[cabf_netsec] Draft Minutes of Telephone Call Held 21-March-2019

Tim Hollebeek tim.hollebeek at digicert.com
Wed Apr 17 12:54:17 MST 2019

Just one comment.  Allowing arbitrary compensating controls in PCI was a
huge mistake, and is regularly abused to do all sorts of bad things.  The
approach should not be adopted by any other group.

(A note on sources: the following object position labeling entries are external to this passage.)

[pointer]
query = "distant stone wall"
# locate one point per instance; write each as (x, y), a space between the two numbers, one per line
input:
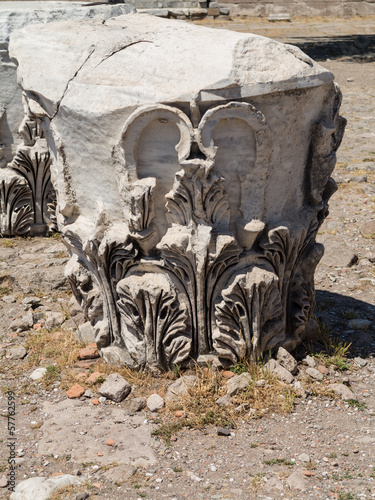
(265, 8)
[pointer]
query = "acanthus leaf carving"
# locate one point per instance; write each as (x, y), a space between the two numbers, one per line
(32, 163)
(16, 211)
(249, 318)
(156, 330)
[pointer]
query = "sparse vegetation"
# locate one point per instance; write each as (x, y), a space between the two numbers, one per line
(279, 461)
(335, 351)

Having clear control objectives, and evaluating whether the controls meet
the control objective, is much better.



From: Netsec <netsec-bounces at cabforum.org> On Behalf Of Ben Wilson via
Sent: Sunday, March 31, 2019 5:44 PM
To: netsec at cabforum.org
Subject: [cabf_netsec] Draft Minutes of Telephone Call Held 21-March-2019


Draft Minutes of NetSec Subcommittee Teleconference of 21-March-2019

Present:  Dustin Hollenback, Tim Crawford, Ken Myers, David Kluge, Robin
Alden, Ben Wilson, and Corey Rasmussen

Ben read the Antitrust Statement

Ben reviewed the list of participants on the wiki page for this subgroup and
the list of subgroups in Google Docs.

We discussed whether past draft minutes should need to be formally approved
during our meetings or whether it would be satisfactory to just leave the
draft minutes as informal notes of what was discussed. If anyone had
corrections, they could communicate them, and we could re-post the minutes
as corrected.  Ben and David did not feel strongly about whether additional
formality was needed and felt that the record could be left as is, as it is
noted in the emails that are sent as draft minutes, and there were no
objections to this approach.

Ben quickly reviewed the F2F discussion minutes.  During the F2F we
discussed relying on principles-based approaches of the PCI-DSS, WebTrust
and other similar standards.  Logging had been raised as an issue by Trev
and also discussed by Tim Crawford as part of the WebTrust task force
feedback.  David said that was an area that he was interested in too, as
part of the pain points subgroup discussions. The issue of across-the-board
7-year retentions was raised again at the F2F.  (Audit logs are typically
not archived for such a long time.)

The Pain Points subgroup is meeting regularly on every Monday @ Monday 2pm
UTC.  (Other subgroups still need to set a regular meeting time.)  A list of
11 Pain Points from WebTrust is being worked on by the P2 subgroup.
However, two of those 11 are flagged as needing work by the Authentication
and Access Control subgroup, so they have an immediate list of tasks to work
on.  Those two items are: (1) Testability of access controls in Section
2(k),  and (2) Prescriptiveness of authentication and account lockout

The above subcommittee meeting adjourned after 20 minutes, and anyone
wanting to leave the meeting could.  The remainder of the hour was used to
discuss the PCI-DSS, v. 3.2.1.

We reviewed the Scope statement in the PCI DSS.  Our Scope statement could
be similarly expanded and elaborated on.  Mentioned were network
segmentation, best practices, guidance for assessors, and compensating
controls, which is one of the things that we want to incorporate into our
Network Security Requirements.

Ben read page 16 of the PCI DSS, Compensating Controls, "On an annual basis,
any compensating controls must be documented, reviewed and validated by the
assessor and included with the Report on Compliance submission, per Appendix
B: Compensating Controls and Appendix C: Compensating Controls Worksheet.
For each and every compensating control, the Compensating Controls Worksheet
(Appendix C)must be completed. Additionally, compensating control results
should be documented in the ROC in the corresponding PCI DSS requirement
section. See the above-mentioned Appendices B and C for more details on
'compensating controls.'"

David noted that if a company has complicated systems with lots of controls,
then this concept of compensating controls makes sense because the NCSSR
requirements might not fit very well, and the PCI DSS allow for more
stringent or superior controls.

There is also a Guidance column in the PCI DSS.  The PCI DSS says, "This
column describes the intent or security objective behind each of the PCI DSS
requirements. This column contains guidance only, and is intended to assist
understanding of the intent of each requirement. The guidance in this column
does not replace or extend the PCI DSS Requirements and Testing Procedures."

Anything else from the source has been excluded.